The government had floated the idea in response to the Owen Paterson sleaze row last year.
Paterson was handed a 30-day Commons suspension for breaching lobbying rules, but ended up quitting as an MP after a botched attempt by Boris Johnson to redraw the Commons standards rules in an attempt to save him.
In an attempt to defuse the row, the prime minister pledged to clamp down on MPs’ outside earnings.
Deputy prime minister Dominic Raab said at the time: “You could do it in one of two ways, you could do it by the amount or you could do it by the number of hours. We’ve asked the committee on standards to work up the detail by January.”
But in the government’s submission to the committee, Number 10 chief of staff Steve Barclay and Commons leader Mark Spencer said “the imposition of fixed constraints such as time limits on the amount of time that members can spend on outside work would be impractical”.
He said: “The imposition of time limits would not necessarily serve to address recent concerns over paid advocacy and the primary duty of MPs to serve their constituents.
“It could be possible, for example, for a member to conduct work within the accepted time limits but that does not necessarily mean such work is “appropriate” even if it did not constitute ‘paid advocacy’.”
Barclay, who is also Cabinet Office minister, added: “In respect of a cap on earnings from outside work to impose such a limit could serve to prohibit activities which do not bring undue influence to bear on the political system.
“Earnings from activities such as writing books for example, would not preclude members from meeting their principal duty to their constituents.”

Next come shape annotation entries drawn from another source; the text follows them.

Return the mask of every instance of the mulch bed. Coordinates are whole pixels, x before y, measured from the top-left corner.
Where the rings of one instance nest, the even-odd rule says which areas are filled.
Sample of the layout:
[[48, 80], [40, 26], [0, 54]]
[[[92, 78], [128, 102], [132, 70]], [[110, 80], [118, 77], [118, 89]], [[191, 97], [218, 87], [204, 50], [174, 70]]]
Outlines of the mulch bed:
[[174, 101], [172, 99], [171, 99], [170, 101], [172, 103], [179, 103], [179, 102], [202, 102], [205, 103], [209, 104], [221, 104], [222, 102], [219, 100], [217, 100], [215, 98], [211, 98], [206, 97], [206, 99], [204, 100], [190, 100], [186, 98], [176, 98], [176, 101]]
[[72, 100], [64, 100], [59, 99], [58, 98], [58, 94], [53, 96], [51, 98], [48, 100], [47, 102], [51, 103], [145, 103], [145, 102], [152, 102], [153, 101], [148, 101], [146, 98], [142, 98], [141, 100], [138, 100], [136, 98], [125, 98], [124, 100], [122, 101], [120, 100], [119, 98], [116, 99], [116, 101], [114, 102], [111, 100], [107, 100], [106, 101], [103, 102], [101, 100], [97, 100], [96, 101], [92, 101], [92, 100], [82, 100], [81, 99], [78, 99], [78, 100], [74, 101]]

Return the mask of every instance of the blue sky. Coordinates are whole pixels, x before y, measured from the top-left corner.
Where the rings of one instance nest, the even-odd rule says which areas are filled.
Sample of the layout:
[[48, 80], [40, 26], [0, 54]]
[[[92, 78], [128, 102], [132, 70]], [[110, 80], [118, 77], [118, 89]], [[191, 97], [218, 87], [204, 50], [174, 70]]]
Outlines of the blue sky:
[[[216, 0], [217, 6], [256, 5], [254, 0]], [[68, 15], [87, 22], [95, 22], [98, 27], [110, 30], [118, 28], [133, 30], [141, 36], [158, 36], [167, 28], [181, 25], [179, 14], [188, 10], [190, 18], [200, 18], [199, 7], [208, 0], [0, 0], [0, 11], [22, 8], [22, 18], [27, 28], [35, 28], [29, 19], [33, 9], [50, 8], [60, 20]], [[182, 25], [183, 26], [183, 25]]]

Thangam Debbonaire, Labour’s shadow Commons leader, said: “This is a Prime Minister who has repeatedly allowed his own MPs to put their own private business interests ahead of their constituents and it must be stopped.
“He can’t just row back on his promises to tighten up the rules on second jobs just because he is in a spot of bother with his backbenchers.”

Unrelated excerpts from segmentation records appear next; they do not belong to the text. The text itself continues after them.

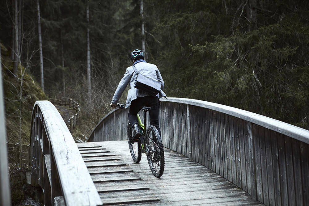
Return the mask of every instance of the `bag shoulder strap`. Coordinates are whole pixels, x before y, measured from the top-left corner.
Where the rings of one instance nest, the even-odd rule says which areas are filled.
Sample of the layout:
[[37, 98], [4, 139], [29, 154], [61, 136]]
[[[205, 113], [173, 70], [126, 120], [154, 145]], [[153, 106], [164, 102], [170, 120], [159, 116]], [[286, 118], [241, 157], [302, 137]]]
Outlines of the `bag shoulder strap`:
[[137, 70], [136, 69], [136, 68], [135, 67], [135, 65], [132, 65], [132, 67], [133, 68], [133, 69], [134, 69], [134, 71], [135, 72], [135, 73], [136, 73], [137, 74], [138, 74], [138, 72], [137, 71]]

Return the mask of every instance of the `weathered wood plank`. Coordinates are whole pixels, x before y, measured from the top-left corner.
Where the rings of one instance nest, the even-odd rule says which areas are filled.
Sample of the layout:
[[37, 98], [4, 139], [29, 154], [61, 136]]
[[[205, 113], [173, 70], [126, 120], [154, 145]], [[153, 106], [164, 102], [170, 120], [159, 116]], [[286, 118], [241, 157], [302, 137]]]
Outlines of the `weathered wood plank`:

In November, the prime minister said MPs who were prioritising outside interests over their constituents should be “investigated and appropriately punished”.
And he said the rules should be changed to ban sitting MPs from being paid political consultants or lobbyists.
“The vast majority of MP’s of all parties work tirelessly for their constituents,” he said.
“That is why it is imperative that we put beyond doubt the reputation of the House of Commons by ensuring the rules which apply to MPs are up to date, effective and appropriately rigorous.”